Jayden Moody, now in her senior year at Istrouma High School, considered becoming a nurse, but now she's leaning toward engineering — either audio or mechanical.
Moody, 18, is one of a half-dozen students who spent several weeks this summer behind the fence line at ExxonMobil Baton Rouge for a new internship program.
"I like to be hands-on and build things," Moody said. "Everybody wants to do nursing, but then I thought about it, and that's not what I really want to do. My dream is to be in the music industry. I want to produce my own music."
But in the meantime, Moody plans to pursue a degree in mechanical engineering at Baton Rouge Community College while working at ExxonMobil. Moody said she was attracted by Exxon's offer to chip in for tuition.
The program was established to build the pipeline of potential workers at the plant. The company is considering starting similar internship programs at other ExxonMobil plants along the Gulf Coast.
"We have a lot of local talent right here," said Jeff Blohm, Baton Rouge mechanical manager who led the program.
Each intern was matched with an ExxonMobil employee as a mentor who offered insight into what various vocational careers in skilled trades do during the workday. The students spent time with millwrights, electricians, pipe fitters, welders and process technicians to learn about those careers.
Kaylie Smith, 18, a senior at Glen Oaks High School, was the only female in her class at BRCC to learn about electrical work. Her dream is to design cars for a manufacturer, but she's leaning toward mechanical engineering as well.
Smith said that having a mentor was "very significant," especially to answer all of her questions about the field.
Allen Stewart, 18, recently graduated from Episcopal High School and is headed to Tulane University this fall where he plans to get a law degree.
"My whole life I wanted to be an attorney," said Stewart. "This gave me a chance to see what's in the oil and gas industry. I like the business aspect of it. I thought it was just engineers and people with a trade, but it's so much more."
As part of the internship program, the company uses a training laboratory, which features clean machinery, connected to power but not petrochemicals. Specialist David Staid went through the process to start up the electrical system, which supplies power to the control room. This allows operators to oversee the various units that refine crude oil.

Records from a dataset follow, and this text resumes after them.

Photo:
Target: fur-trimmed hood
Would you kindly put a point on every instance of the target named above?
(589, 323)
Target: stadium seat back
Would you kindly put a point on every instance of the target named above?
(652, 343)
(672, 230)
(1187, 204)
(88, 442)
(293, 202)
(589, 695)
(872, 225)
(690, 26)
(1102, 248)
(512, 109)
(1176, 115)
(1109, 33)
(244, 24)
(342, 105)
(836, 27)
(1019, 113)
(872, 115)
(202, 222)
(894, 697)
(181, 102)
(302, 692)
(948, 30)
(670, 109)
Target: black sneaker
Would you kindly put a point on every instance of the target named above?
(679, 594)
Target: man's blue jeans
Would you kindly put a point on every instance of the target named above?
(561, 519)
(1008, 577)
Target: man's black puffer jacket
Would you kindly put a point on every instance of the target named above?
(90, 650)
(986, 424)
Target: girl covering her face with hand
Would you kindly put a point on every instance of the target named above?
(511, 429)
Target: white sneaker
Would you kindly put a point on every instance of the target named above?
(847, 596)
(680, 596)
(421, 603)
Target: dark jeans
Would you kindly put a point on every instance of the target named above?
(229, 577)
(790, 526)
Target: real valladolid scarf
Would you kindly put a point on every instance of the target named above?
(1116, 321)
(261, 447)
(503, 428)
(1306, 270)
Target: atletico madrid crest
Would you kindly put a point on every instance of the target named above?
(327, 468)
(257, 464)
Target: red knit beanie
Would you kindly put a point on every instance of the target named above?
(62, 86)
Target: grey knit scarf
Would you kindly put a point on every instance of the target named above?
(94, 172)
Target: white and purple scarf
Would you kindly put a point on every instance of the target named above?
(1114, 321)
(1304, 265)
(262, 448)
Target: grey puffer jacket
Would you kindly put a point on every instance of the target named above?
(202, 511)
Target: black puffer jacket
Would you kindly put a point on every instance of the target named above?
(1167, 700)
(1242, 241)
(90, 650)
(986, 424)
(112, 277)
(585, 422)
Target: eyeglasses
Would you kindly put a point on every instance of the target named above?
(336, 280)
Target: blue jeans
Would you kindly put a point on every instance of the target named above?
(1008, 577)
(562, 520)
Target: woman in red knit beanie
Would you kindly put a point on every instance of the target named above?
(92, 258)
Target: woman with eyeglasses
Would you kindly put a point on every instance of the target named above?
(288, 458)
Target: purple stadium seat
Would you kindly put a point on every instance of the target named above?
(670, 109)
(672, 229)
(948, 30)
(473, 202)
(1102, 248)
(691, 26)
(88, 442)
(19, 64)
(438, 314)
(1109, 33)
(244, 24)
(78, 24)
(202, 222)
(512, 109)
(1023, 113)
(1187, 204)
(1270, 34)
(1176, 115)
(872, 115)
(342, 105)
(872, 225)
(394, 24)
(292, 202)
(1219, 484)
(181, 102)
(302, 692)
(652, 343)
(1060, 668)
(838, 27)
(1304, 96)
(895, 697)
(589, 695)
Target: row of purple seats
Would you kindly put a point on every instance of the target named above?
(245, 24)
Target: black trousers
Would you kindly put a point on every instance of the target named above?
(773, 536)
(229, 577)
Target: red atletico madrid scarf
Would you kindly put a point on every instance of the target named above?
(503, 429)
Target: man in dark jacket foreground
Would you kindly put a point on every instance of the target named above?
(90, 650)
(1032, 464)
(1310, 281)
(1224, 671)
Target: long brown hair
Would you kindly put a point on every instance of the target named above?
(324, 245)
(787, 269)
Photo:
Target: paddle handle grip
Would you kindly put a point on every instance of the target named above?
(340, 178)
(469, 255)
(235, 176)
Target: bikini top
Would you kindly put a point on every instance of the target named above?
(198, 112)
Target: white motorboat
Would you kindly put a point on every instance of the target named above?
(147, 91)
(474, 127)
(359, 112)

"This is an important piece of equipment for the operations out here, making sure the units are reliable," Staid said. "We can plug it in, operate it and troubleshoot it for training purposes."
On an average day, which usually runs from 6 a.m. to 4:30 p.m., Staid oversees nine electricians across the Baton Rouge complex.
Staid is the third generation in his family who have worked for ExxonMobil. He began working at the refinery complex as a contractor at 19 years old and worked his way up to become a supervisor over the years.
"I don't think either one of my daughters would come out here, but I would definitely recommend it; it's a great opportunity and career. The products that we make out here are used in every aspect of your daily life," he said.